We’re a tangle of limbs and frustration—clothes twisting, breath coming in harsh bursts, every touch a challenge, every kiss a dare.
Leon breaks the kiss just long enough to look at me—really look. His pupils are blown, lips swollen, hands shaking against my skin.
For a second, the world holds its breath. There’s nothing left between us but truth: every boundary shredded, every mask fallen away.
“Suzy,” he says, my name rough and reverent in his mouth.
I pull him down again, swallowing whatever he was about to confess. We devour each other—his mouth at my throat, my hands dragging him closer, desperate for friction, for proof, for everything he won’t say.

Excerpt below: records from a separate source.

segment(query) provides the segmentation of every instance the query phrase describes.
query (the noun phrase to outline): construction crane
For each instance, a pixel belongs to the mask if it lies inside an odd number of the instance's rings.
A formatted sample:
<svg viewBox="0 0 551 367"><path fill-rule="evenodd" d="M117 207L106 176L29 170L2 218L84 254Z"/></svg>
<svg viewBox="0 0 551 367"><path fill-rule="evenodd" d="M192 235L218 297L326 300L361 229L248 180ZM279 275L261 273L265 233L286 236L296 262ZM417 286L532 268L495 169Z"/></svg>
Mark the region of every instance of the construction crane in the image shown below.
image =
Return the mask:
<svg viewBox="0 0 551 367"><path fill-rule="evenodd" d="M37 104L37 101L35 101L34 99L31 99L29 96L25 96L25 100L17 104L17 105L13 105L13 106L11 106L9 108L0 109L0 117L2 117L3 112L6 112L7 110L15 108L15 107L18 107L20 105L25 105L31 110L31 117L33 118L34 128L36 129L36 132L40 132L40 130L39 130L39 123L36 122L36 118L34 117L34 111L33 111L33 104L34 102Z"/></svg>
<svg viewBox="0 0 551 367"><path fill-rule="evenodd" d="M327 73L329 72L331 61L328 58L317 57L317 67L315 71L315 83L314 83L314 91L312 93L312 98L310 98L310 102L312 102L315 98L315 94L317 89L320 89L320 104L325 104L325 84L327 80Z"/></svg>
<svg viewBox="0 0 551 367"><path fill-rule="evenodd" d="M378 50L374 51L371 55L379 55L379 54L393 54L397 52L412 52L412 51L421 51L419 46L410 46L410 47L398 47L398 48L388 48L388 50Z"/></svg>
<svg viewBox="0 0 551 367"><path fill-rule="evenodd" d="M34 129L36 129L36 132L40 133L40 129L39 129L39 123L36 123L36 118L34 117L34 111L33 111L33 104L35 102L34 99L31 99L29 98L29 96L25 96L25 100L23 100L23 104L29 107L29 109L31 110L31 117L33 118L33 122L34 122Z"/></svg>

He rucks up my shirt, fingers hot on bare skin, sliding beneath the waistband of my shorts. I arch into him, lost and furious and so achingly alive I could scream.
There’s no space for shame or hesitation, only the raw, consuming need to touch and be touched. To take and be taken. I want to bruise him, to mark him, to let the whole house know I am not afraid to want this, to want him.
He grinds against me, mouth hot on my collarbone, and for a moment we’re both breathless—swept away by something bigger than pride or anger. The counter is unforgiving beneath me, his hands iron on my hips, his body a cage I’m not sure I want to escape.
I drag him closer, nails raking his back.
He kisses me again, hard enough to bruise, one hand cradling my skull, the other guiding my hips until I’m flush against him. My legs tighten around his waist, the friction dizzying.
There’s nothing careful, nothing polite about the way we move—the way we claim and challenge, surrender and demand. The fight becomes the need, the need becomes the fight, and we both lose ourselves in the wild, exquisite mess of wanting and being wanted.
For a long, breathless moment, there’s only the two of us, clinging, burning, daring the world to look away. When he finally breaks the kiss, it’s only to press his forehead to mine, breath mingling, heart pounding.
“You’re mine,” he says again, but it sounds different now—less like a threat, more like a vow.
When it’s over, the kitchen is a wreck of silence. I’m still perched on the counter, knees apart, Leon standing betweenthem, his body all heat and tension, hands gripping my thighs like he needs the anchor as much as I do.
My heart hammers wild against my ribs. Sweat cools on my skin, the marble is cold beneath me, and every inch of me feels too raw, too exposed, too alive. I don’t remember when I started shaking—only that the tremors won’t stop, as if I’ve run too far, too fast, and I’m still waiting for the world to catch up.
Leon doesn’t move. His forehead rests against mine, breath mingling, eyes squeezed shut. I can feel him trembling too—his chest shuddering with each uneven inhale. There are no words.
No apologies, no explanations, no quick jokes to cover what we’ve done. For a long, suspended moment, we are nothing but the pulse of each other’s hearts, the sharp taste of sweat and salt and something close to relief.